I am a professional tour director and my work takes me all over the world. I currently live in the United States but I would like to move to Italy. It will take some time for me to get an permanent visa but my work would probably ensure that I am not in Italy for more than 90 days in an 180 day period. It's a lot to juggle though and would mean turning down jobs in Italy so as not to go over my allotted time. Which would be a shame because I do speak Italian. However, I do have two passports. Would I be able to enter Italy on my US passport, hit the 90 day mark, head to France or Switzerland for the weekend and re-enter using my Canadian passport for another 90 days within that same 180 period?
What you are planning to do is break several laws.

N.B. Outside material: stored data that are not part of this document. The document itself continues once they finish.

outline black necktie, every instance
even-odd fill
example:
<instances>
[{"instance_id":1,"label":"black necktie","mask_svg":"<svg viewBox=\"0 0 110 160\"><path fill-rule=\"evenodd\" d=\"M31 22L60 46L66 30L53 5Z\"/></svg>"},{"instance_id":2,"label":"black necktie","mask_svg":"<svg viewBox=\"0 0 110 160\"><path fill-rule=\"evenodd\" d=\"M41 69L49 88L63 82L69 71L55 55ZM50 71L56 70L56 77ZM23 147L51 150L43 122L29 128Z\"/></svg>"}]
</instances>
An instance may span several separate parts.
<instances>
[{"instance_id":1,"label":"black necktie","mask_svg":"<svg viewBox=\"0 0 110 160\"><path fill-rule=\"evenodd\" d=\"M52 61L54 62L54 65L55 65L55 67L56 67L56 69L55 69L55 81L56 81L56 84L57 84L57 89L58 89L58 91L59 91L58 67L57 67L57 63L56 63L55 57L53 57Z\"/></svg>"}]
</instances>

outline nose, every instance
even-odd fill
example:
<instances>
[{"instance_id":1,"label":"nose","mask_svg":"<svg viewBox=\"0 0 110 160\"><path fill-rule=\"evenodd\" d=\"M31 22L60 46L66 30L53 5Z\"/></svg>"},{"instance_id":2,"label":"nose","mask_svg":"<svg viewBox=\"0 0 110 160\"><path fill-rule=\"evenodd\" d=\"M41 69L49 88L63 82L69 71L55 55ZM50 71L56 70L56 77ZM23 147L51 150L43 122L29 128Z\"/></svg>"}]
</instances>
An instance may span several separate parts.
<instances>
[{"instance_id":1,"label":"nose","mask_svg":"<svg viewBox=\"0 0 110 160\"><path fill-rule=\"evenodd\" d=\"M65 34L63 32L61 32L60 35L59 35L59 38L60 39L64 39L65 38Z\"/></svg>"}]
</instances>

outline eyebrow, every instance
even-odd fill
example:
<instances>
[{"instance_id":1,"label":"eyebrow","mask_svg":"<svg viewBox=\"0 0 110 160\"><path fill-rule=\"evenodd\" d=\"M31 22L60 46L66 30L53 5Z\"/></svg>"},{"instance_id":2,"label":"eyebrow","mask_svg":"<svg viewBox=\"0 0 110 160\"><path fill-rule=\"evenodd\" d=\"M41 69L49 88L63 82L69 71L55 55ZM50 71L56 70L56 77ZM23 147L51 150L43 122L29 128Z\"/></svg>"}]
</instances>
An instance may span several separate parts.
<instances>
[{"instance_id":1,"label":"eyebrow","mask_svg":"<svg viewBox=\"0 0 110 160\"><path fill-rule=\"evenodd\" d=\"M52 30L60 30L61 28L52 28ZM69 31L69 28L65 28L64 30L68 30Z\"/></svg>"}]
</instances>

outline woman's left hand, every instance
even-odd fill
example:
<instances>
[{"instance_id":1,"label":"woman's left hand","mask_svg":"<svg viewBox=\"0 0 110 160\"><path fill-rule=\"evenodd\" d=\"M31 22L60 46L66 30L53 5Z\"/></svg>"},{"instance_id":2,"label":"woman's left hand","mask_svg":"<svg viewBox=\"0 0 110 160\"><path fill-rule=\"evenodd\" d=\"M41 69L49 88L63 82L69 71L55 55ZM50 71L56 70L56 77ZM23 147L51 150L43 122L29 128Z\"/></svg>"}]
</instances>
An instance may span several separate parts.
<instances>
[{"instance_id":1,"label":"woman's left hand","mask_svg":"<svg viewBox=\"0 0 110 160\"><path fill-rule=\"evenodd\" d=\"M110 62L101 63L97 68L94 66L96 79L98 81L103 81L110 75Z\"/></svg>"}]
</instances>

As a visitor you are actually not allowed to work in Europe. You are worried that you would have to "turn down jobs in Italy". The reality is that you are not even allowed to accept jobs in Italy.
You intend to take up residence without registering with the local municipality. I know that in the US and other common law countries the municipalities do not keep a population registry, so this may be new to you. In continental Europe when you move to a place you need to register at the local town hall (or whichever local bureaucracy is responsible for this) within a few weeks of your arrival. There they will want to see your long term visa. If the police find out that someone is living somewhere without being properly registered they may come knocking at our door to check you out. If you are found living there without a residence permit you will get an order to leave the country.
And as others have pointed out to you: The whole Schengen area is basically a single country where it comes to visa and passport control. So you can't just pop over the border to France. There normally isn't even a passport check at the border.
So using two passports to get around this is not really going to work, and will still be breaking the law.
You'll need to get permission to take up residence in Italy before you actually do so. Without that permission, you'll only be able to spend half of your time in the entire Schengen area, 90 days out of every 180. That means that every day you spend in France or Spain or Poland, etc., etc., is a day you can't spend in Italy.
Having two passports might help you get away with violating the law, but it might not, and it certainly doesn't change the application of the law, which is that the restriction applies to you, personally, as a non-EU citizen, regardless of which non-EU passport you present.